In addition, preferably, a shield electrode is provided in the vicinity of the above substrate to reduce the disturbance of the electric field caused by a retarding voltage.
The function of the circuit pattern inspecting apparatus and circuit pattern inspecting method will be described below. The above circuit pattern inspecting apparatus compares the dependence of the workpiece height on the corrected amount of deflection at the central portion of the workpiece stage with that at the outer peripheral portion of a workpiece, to obtain a distortion amount inherent to the outer peripheral portion of the workpiece. Then, the dependence of height on the corrected amount of deflection at the outer peripheral portion of the workpiece is calculated by eliminating the distortion amount inherent to the outer peripheral portion from the standard mark signal of the outer peripheral portion, to obtain a deflection correcting amount at the outer peripheral portion which is equivalent to the deflection correcting amount obtained at the central portion.

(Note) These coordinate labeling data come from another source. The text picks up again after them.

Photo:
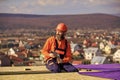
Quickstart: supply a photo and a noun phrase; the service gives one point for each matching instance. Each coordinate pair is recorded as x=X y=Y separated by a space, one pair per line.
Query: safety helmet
x=61 y=27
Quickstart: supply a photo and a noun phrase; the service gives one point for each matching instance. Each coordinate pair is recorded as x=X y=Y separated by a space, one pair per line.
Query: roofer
x=57 y=51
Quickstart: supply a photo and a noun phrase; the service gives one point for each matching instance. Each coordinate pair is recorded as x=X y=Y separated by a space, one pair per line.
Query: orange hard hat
x=61 y=27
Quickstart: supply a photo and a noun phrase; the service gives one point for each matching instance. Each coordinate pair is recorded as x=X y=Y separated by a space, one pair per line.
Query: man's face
x=60 y=35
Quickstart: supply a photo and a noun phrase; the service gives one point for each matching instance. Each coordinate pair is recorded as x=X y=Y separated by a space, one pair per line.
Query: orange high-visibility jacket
x=50 y=46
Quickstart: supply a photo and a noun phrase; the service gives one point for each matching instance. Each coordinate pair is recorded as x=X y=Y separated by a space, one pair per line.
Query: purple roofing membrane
x=111 y=71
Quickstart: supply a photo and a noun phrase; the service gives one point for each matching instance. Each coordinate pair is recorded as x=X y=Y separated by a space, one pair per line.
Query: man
x=57 y=51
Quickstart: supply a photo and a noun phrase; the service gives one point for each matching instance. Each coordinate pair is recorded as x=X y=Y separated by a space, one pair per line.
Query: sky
x=54 y=7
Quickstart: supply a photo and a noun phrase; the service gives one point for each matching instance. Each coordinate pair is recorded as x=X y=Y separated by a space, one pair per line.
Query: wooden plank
x=23 y=70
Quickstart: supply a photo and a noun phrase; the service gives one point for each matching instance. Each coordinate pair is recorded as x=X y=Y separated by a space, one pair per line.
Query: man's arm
x=68 y=55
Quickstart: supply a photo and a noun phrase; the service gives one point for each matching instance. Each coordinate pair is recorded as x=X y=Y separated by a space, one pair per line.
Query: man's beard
x=60 y=37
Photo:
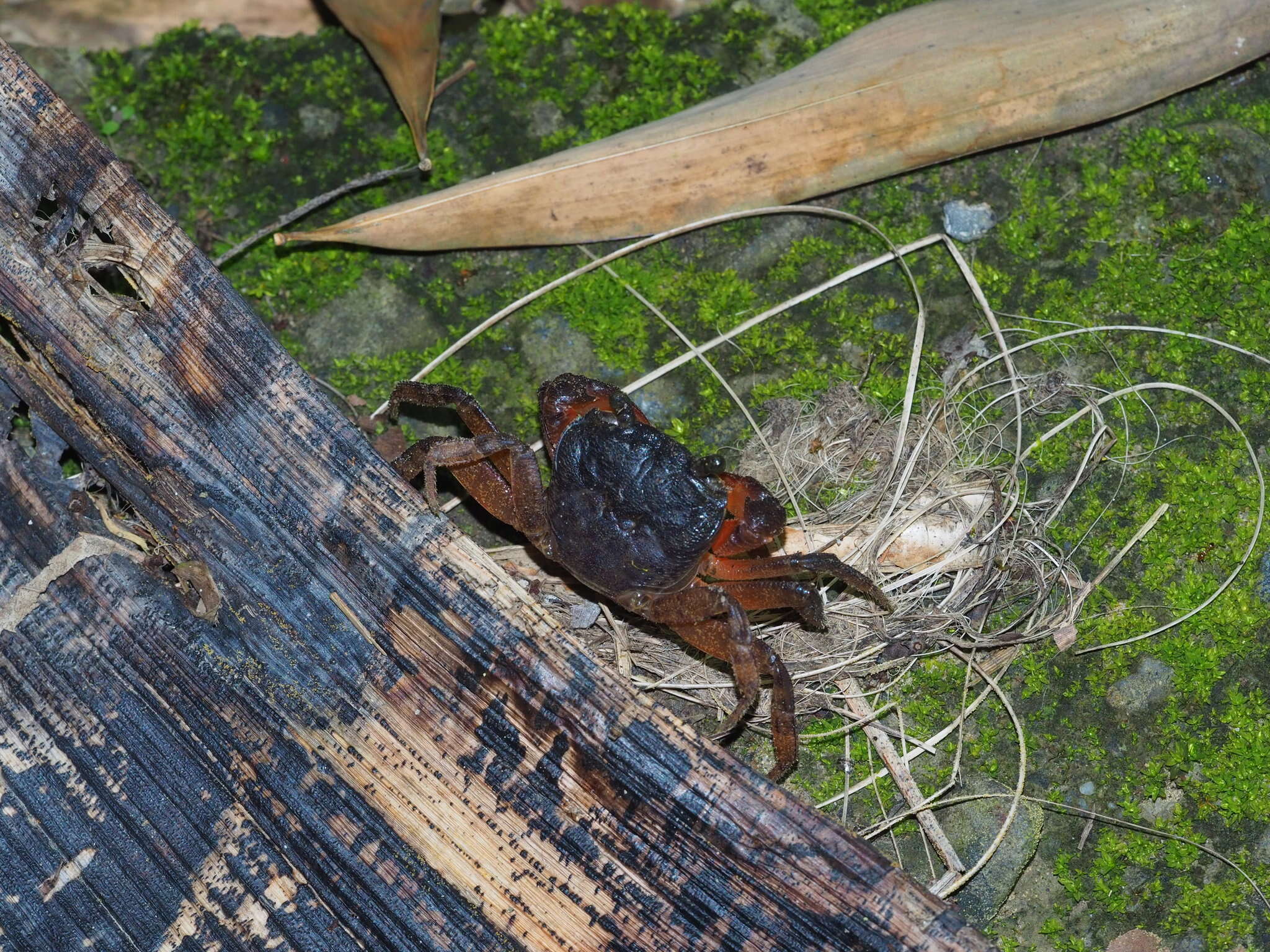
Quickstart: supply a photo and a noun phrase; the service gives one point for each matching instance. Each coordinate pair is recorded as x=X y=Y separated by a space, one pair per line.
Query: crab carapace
x=634 y=516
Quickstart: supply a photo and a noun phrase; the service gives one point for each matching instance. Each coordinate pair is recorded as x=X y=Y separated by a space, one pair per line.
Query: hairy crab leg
x=713 y=638
x=776 y=566
x=701 y=603
x=445 y=395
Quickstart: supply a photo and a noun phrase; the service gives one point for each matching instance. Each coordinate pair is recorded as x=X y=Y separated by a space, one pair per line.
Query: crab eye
x=710 y=465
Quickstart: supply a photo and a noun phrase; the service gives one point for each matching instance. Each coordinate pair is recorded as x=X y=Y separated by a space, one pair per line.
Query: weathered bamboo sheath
x=380 y=743
x=918 y=87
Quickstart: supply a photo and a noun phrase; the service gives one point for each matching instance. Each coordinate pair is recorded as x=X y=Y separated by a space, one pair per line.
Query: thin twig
x=361 y=182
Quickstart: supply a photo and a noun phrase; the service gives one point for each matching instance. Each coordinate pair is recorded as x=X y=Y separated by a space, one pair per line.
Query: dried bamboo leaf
x=915 y=88
x=404 y=40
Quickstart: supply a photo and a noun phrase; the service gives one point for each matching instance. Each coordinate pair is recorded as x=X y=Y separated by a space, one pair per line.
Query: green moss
x=836 y=19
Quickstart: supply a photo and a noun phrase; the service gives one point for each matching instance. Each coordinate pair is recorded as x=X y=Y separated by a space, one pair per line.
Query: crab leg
x=737 y=646
x=713 y=638
x=775 y=566
x=497 y=469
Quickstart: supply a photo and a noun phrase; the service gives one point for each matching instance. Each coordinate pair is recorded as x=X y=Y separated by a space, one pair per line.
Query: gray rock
x=545 y=118
x=378 y=319
x=550 y=346
x=1261 y=851
x=660 y=400
x=319 y=122
x=1143 y=690
x=789 y=17
x=972 y=828
x=968 y=223
x=584 y=615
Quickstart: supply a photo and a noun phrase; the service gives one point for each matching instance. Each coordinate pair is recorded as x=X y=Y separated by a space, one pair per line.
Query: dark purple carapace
x=633 y=514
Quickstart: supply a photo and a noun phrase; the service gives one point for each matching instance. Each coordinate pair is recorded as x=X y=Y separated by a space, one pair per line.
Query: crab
x=636 y=517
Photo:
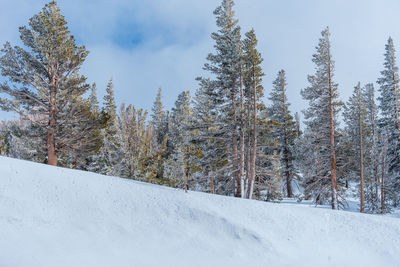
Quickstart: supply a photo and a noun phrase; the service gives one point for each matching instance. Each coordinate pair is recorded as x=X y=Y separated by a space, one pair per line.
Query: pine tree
x=107 y=157
x=134 y=138
x=321 y=122
x=158 y=118
x=355 y=116
x=180 y=165
x=372 y=158
x=45 y=88
x=254 y=91
x=212 y=159
x=225 y=64
x=286 y=131
x=389 y=105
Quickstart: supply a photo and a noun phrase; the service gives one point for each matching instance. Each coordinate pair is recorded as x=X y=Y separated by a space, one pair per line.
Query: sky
x=144 y=45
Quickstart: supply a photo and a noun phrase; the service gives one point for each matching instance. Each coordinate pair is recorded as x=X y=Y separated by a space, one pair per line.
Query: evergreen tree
x=321 y=122
x=225 y=64
x=45 y=87
x=372 y=197
x=355 y=116
x=212 y=159
x=389 y=105
x=180 y=165
x=158 y=118
x=106 y=159
x=135 y=140
x=286 y=131
x=254 y=91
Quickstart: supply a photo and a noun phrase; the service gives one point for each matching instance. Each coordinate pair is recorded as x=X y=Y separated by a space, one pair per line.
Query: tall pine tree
x=389 y=105
x=321 y=121
x=286 y=130
x=45 y=88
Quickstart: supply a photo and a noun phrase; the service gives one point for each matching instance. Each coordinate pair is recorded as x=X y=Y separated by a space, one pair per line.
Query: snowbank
x=59 y=217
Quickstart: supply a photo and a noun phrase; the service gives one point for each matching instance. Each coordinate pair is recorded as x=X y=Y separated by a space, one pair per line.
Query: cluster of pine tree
x=223 y=141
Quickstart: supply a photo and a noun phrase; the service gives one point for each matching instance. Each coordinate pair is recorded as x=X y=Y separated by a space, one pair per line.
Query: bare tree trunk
x=185 y=183
x=362 y=205
x=332 y=139
x=212 y=181
x=248 y=153
x=287 y=172
x=384 y=151
x=254 y=150
x=51 y=143
x=235 y=166
x=242 y=138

Further, since a suitable deflection correcting table can be prepared only on the basis of the standard mark at the outer peripheral portion, the deflection correcting table can be updated by repeating desired times the calculation of the deflection correcting amount at the outer peripheral portion while holding the wafer on the workpiece stage. As a result, the deflection correcting table including the dependence of surface height, which is capable of keeping up with the drift of the electron beam, can be accurately obtained without reducing the throughput.

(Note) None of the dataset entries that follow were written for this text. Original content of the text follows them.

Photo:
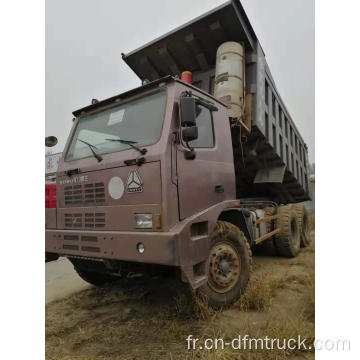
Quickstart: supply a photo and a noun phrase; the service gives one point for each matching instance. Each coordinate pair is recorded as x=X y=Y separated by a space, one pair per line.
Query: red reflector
x=186 y=76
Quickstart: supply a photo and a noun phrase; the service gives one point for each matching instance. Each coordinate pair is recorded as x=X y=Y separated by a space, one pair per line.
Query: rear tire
x=228 y=266
x=288 y=240
x=303 y=220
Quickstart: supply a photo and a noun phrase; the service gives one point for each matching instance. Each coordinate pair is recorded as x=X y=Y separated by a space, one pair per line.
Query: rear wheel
x=228 y=266
x=303 y=220
x=288 y=240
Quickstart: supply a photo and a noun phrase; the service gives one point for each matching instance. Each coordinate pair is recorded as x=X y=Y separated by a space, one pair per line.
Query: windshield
x=137 y=122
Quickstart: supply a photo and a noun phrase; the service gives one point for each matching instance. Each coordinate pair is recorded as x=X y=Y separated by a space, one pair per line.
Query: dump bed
x=273 y=160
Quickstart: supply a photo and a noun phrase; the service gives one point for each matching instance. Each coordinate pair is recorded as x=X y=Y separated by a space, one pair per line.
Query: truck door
x=209 y=178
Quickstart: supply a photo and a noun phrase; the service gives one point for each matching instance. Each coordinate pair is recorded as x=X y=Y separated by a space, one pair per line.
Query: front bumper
x=160 y=248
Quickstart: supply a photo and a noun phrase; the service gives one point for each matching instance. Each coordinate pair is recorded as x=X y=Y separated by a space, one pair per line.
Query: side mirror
x=188 y=111
x=51 y=141
x=189 y=133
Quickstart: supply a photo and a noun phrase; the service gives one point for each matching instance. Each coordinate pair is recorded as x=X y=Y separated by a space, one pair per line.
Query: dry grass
x=312 y=222
x=260 y=292
x=309 y=298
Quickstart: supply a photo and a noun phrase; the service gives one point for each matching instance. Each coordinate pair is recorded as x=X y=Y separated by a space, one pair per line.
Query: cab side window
x=204 y=122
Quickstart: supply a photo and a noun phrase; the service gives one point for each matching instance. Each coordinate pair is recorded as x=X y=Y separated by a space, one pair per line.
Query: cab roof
x=165 y=79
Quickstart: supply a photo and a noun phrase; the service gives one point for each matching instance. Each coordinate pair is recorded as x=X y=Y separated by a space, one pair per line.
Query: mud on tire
x=228 y=266
x=288 y=240
x=303 y=220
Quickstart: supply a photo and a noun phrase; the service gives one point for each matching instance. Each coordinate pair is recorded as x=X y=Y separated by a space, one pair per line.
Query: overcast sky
x=85 y=39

On the other hand, at the outermost peripheral portion of a wafer, there exists a region in which the deflection cannot be corrected on the basis of the same correcting table to produce the positional deviation, and if the result of image comparison at the region is outputted, there is a possibility that a large number of misdetections occur. For this reason, the present invention is configured such that the inspection is not performed in a region in which the deflection cannot be corrected on the basis of the same correcting table. This allows highly accurate inspection with no misdetection.

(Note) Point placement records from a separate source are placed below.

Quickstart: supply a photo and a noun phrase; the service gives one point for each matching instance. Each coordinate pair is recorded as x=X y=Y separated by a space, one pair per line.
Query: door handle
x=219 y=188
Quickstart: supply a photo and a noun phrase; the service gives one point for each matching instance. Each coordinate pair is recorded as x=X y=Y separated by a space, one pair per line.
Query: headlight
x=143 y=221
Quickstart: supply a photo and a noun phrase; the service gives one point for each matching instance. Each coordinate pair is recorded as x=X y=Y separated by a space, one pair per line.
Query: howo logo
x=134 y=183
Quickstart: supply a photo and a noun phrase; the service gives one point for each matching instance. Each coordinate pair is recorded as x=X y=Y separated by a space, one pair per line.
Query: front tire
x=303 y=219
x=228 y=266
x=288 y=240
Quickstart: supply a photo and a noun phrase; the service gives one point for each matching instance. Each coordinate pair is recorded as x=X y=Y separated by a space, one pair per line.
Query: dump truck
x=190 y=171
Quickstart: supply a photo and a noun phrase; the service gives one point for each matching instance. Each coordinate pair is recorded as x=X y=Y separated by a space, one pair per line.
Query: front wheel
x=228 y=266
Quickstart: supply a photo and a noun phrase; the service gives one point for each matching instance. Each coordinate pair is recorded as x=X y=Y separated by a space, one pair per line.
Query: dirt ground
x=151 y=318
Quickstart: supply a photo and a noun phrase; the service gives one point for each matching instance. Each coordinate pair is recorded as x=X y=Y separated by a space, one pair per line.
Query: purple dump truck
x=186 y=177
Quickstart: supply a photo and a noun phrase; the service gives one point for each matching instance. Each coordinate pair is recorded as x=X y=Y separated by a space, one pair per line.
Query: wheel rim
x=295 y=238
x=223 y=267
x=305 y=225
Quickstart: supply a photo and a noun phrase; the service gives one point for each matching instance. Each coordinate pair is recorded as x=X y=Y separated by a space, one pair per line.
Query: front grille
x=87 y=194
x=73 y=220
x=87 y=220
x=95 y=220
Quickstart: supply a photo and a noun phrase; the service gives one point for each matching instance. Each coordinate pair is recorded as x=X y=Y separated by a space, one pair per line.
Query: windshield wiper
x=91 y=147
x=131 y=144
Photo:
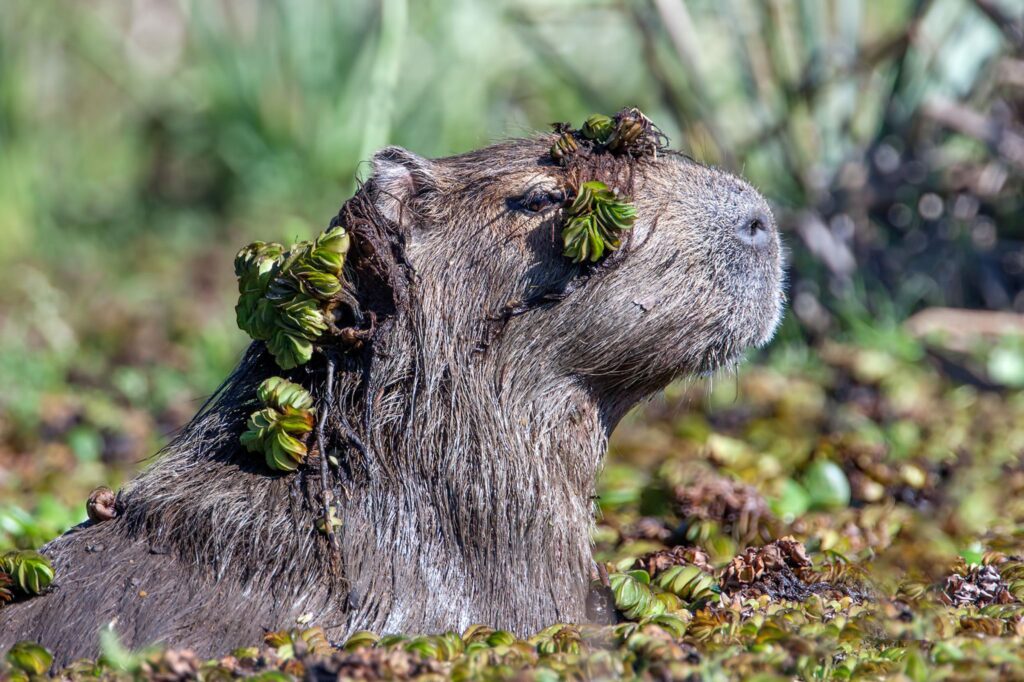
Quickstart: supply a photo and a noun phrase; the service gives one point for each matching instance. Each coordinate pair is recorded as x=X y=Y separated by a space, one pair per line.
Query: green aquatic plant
x=286 y=296
x=687 y=583
x=597 y=218
x=279 y=429
x=633 y=595
x=598 y=128
x=31 y=571
x=30 y=657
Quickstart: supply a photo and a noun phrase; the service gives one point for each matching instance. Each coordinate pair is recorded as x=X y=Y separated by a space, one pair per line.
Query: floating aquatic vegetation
x=286 y=297
x=30 y=658
x=6 y=587
x=596 y=219
x=279 y=430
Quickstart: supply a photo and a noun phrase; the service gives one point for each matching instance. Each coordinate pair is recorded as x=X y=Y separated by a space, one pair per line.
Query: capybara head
x=697 y=280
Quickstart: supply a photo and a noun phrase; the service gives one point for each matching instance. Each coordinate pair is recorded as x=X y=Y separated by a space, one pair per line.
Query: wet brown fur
x=469 y=450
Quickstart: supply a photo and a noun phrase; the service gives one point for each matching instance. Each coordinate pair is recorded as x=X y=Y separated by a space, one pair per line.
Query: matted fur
x=470 y=429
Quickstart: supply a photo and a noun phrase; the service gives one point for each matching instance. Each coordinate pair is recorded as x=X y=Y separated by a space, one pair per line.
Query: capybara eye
x=535 y=202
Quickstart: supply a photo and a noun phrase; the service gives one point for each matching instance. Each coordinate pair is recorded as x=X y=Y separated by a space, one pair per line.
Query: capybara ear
x=399 y=176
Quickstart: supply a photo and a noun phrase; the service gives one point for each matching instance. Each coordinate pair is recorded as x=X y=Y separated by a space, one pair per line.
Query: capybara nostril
x=755 y=229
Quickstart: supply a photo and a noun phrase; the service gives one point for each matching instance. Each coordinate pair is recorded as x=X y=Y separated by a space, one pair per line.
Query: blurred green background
x=141 y=142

The provision, in the vicinity of the workpiece, of a shield electrode having the same potential as the retarding voltage of the workpiece has makes it possible to reduce the disturbance of an electric field near the workpiece, and hence to more extend a region on the wafer in which deflection can be corrected on the basis of the same correcting table.
According to the circuit pattern inspecting apparatus having the above functions, it is possible to highly fast, stably acquire highly accurate images from irradiated positions with an electron beam on a circuit pattern at the step of fabricating a semiconductor device including an insulating material or a mixture of an insulating material and a conductive material, without occurrence of any deviation in the irradiated position under a condition that a high retarding voltage is applied to a substrate, and automatically comparing the images with each other, thereby inspecting defects of the circuit pattern without occurrence of errors.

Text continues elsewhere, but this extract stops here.